Le projet sera développé dans les réserves de Mamirauá et d'Amanã (dont la superficie combinée est supérieure à celle de la Belgique) au cœur de l'Amazonie. La JEAI , portée par Ayan Fleischmann, sera principalement hébergée à l'Institut Mamirauá, une organisation associée au Ministère brésilien de la Science, de la Technologie et de l'Innovation (MCTI) située à Tefé et qui travaille depuis plusieurs décennies à co-développer avec les communautés locales des connaissances scientifiques et technologiques novatrices, pour la conservation et le développement durable de la région, avec le plus haut niveau d’éthique et de responsabilité, et qui respectent les connaissances traditionnelles des habitants. La JEAI intègre aussi des participants de l’Université d’état de l’Amazonie (UEA) et de l’IRD (LEGOS, IGE).

Développement durable

À travers ses recherches et résultats, la JEAI contribuera à plusieurs objectifs de développement durable (ODD), tels que ceux liés à l'eau propre et l'assainissement (ODD 6), au changement climatique (ODD 13), à la technologie pour la gestion durable (ODD 14) et aux partenariats (ODD 17).

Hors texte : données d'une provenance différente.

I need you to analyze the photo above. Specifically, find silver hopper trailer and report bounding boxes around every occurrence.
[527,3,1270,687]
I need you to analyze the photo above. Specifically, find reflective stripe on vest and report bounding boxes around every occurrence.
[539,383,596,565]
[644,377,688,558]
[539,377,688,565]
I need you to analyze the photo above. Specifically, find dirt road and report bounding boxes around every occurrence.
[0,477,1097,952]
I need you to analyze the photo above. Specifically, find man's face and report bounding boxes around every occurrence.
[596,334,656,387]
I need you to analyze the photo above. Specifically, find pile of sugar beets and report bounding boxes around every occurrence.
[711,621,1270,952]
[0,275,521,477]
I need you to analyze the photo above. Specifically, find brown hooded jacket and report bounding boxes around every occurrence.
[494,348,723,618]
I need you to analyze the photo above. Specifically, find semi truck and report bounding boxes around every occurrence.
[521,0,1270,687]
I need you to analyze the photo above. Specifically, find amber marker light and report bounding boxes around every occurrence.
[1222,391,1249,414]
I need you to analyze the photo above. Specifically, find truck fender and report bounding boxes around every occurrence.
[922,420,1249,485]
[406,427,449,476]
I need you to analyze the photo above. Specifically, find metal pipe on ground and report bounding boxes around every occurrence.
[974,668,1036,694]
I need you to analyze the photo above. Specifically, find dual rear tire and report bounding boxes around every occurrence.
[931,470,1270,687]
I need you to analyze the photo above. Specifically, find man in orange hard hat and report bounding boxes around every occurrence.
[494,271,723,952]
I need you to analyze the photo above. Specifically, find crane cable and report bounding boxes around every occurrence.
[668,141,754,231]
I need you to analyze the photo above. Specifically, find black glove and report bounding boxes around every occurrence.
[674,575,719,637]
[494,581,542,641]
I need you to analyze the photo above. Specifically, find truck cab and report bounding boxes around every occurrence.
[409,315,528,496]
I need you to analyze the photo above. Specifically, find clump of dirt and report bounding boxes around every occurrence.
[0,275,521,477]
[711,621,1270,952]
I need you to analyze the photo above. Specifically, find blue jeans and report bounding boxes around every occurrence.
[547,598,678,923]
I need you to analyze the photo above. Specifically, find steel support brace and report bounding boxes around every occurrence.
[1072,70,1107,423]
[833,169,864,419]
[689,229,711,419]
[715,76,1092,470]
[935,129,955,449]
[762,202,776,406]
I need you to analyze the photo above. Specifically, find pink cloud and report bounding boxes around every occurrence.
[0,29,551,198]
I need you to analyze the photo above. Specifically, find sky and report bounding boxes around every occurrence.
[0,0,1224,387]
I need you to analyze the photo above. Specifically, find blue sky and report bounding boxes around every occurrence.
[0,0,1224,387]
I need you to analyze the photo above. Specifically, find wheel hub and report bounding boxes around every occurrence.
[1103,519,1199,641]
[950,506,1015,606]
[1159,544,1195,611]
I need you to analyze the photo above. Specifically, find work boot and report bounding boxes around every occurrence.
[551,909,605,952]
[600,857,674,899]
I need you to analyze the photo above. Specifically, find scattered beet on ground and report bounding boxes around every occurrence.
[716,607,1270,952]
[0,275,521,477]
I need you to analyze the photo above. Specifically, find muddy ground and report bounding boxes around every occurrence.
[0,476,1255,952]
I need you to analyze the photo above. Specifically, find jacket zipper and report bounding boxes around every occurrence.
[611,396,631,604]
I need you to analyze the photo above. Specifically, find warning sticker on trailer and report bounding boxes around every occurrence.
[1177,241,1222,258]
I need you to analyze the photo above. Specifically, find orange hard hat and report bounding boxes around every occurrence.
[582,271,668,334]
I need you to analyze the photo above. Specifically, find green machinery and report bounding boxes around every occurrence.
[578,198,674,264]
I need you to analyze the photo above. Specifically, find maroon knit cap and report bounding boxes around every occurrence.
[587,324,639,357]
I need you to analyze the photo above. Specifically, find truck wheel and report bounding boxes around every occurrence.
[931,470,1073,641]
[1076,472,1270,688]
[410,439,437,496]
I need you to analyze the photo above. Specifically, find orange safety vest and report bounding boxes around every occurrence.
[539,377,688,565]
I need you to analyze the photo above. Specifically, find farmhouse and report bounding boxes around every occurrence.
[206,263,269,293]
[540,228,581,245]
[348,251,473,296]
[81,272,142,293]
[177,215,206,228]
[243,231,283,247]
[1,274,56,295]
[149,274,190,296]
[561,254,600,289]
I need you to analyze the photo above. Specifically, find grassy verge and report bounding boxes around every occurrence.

Les membres de la JEAI s’engagent à promouvoir la parité et l’égalité professionnelle femme/homme au sein de l’équipe, et encouragent la formation d’étudiantes et chercheures dans leurs activités.

 

Enjeux multidisciplinaires : Géo-resources et durabilité ; Eau comme bien commun, Changement climatique

Objectifs de Développement Durable : eau propre et l'assainissement (SDG 6), changement climatique (SDG 13), la technologie pour la gestion durable (SDG 14) et les partenariats (SDG 17).